Paradoxically, Oct. 1 this year focused my thoughts on a 91-year-old who turned upside down all social expectations, as well as stereotypes, of the elderly.

When Hugh M. Hefner died of natural causes on Sept. 27, 2017, the press reported that he left behind a multimedia empire and a sexual revolution that shows no sign of winding down.

It does not seem much of a legacy.

The empire was built around a magazine whose journalistic highs and lows were bracketed by breakthrough interviews and the centerfold of a nude “playmate of the month.”

The magazine later clothed the “playmates” after conceding its defeat in 2015 by a more aggressive rival, the Internet.

Mr. Hefner said he “decontaminated” sex and chose the “frisky and playful” bunny as the enterprise logo to represent how fun and liberating the Playboy ethos was on the “romantic boy-girl society”.

His worldview was farm-like: “bunnies” were the accessible women in his magazine and in his life, and the “other chicks” were militant feminists, the “natural enemy” getting in the way of all that bunny play.

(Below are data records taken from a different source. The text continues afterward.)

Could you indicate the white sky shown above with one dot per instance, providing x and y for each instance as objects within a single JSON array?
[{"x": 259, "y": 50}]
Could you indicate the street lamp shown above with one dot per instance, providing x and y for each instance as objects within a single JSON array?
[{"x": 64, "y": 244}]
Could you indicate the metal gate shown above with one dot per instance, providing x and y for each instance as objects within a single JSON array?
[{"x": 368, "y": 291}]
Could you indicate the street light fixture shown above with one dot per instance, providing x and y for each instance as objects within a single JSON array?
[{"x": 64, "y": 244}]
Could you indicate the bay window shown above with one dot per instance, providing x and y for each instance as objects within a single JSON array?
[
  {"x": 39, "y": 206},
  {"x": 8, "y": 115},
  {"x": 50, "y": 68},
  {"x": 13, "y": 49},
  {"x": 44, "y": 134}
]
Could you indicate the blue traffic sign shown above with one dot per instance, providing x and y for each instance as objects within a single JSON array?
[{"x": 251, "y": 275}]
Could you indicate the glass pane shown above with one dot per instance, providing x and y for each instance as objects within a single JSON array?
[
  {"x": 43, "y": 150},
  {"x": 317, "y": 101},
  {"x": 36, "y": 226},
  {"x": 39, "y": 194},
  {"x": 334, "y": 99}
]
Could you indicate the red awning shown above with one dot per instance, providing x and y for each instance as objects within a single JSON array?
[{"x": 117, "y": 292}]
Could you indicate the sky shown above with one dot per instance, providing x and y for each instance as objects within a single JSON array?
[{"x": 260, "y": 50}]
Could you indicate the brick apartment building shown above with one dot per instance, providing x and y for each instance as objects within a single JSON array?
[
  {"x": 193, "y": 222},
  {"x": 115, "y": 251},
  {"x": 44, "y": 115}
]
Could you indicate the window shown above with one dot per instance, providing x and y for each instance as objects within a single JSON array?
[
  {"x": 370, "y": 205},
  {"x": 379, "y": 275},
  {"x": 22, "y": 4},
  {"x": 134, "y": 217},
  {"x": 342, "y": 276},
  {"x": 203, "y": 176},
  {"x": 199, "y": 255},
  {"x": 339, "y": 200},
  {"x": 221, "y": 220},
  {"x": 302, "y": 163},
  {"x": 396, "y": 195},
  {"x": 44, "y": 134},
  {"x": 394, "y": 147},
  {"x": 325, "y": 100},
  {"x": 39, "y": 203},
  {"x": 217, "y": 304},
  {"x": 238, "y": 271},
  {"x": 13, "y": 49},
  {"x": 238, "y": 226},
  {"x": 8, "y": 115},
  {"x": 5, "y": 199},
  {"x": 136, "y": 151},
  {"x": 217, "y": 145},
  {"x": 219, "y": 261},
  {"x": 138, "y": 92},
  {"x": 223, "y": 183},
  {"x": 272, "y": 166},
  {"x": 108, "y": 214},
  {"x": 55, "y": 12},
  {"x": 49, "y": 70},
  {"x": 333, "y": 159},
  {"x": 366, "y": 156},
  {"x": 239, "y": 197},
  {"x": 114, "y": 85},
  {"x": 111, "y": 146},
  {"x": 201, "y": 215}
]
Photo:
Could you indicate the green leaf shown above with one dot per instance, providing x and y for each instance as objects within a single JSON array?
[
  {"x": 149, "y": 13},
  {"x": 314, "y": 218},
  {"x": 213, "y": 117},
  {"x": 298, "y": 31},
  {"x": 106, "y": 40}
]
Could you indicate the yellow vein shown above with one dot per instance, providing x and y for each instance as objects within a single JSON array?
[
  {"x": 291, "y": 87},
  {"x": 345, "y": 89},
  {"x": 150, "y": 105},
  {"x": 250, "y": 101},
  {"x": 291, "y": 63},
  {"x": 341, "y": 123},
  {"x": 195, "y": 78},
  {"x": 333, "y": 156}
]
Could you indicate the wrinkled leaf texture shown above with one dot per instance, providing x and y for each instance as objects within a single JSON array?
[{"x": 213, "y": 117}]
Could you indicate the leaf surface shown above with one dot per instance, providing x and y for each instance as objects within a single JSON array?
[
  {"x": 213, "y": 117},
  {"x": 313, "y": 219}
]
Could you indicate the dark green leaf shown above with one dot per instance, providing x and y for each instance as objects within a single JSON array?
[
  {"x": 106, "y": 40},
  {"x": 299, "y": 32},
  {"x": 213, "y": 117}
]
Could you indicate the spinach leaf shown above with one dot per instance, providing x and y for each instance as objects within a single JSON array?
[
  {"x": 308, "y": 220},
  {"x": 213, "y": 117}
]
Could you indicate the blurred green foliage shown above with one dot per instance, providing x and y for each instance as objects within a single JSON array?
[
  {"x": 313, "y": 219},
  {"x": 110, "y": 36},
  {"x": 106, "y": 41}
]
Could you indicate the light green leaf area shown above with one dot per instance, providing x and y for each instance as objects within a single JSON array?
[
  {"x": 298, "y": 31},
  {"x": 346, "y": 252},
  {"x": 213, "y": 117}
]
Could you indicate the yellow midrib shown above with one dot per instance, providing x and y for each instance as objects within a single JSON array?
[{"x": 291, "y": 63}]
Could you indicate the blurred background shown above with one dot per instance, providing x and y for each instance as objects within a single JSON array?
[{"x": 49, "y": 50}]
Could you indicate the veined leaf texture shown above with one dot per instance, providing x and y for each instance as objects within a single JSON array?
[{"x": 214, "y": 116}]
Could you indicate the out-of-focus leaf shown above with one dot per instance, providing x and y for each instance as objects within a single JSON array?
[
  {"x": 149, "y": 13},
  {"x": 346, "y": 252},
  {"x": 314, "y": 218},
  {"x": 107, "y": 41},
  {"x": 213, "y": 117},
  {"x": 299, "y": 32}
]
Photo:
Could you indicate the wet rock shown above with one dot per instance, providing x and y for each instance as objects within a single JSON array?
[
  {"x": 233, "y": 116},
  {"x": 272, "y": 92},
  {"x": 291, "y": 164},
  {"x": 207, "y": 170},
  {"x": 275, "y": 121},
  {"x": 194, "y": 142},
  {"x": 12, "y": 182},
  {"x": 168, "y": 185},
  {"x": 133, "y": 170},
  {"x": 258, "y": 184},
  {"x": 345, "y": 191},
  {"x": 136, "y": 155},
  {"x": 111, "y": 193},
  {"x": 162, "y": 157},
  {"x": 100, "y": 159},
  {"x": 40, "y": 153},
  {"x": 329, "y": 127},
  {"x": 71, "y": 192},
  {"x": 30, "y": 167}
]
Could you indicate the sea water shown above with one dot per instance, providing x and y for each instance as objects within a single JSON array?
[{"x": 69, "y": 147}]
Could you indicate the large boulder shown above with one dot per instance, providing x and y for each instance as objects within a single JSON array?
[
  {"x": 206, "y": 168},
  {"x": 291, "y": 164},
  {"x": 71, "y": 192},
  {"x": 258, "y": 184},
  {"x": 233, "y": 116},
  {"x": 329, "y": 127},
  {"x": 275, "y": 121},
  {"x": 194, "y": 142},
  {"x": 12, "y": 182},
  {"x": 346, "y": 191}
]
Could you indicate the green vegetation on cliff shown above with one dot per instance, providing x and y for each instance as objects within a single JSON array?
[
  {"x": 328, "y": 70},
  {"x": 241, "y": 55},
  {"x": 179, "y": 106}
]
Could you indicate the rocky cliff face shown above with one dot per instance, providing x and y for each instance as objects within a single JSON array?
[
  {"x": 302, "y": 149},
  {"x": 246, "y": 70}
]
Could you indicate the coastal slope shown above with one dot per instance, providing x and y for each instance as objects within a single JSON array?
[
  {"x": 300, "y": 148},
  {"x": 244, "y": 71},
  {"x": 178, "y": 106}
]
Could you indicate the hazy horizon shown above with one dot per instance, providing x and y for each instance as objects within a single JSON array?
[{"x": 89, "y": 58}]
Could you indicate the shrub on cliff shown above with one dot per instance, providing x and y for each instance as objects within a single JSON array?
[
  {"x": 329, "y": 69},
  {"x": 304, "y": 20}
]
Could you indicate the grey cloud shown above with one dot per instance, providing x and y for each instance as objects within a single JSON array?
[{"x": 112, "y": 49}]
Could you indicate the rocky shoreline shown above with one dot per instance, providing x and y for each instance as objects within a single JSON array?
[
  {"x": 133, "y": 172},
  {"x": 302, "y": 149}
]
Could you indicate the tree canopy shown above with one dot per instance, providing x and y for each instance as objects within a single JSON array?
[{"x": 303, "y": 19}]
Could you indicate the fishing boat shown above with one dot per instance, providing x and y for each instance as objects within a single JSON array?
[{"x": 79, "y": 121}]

Even after bedding thousands of willing bunnies, he admitted, in his 80s, that he was still searching for his “soul mate”.

The world will never have enough of this Peter Pan.

“Pan” was one of the names he considered for the magazine. In J. M. Barrie’s stories for children, Peter Pan leads a group of Lost Boys in Neverland. His friendship with the human, Wendy Darling, is frozen because, although she loves him, as the boy who never grows up, he cannot love back.

There is life beyond bunnies and chicks, Mr. Hefner reminds us.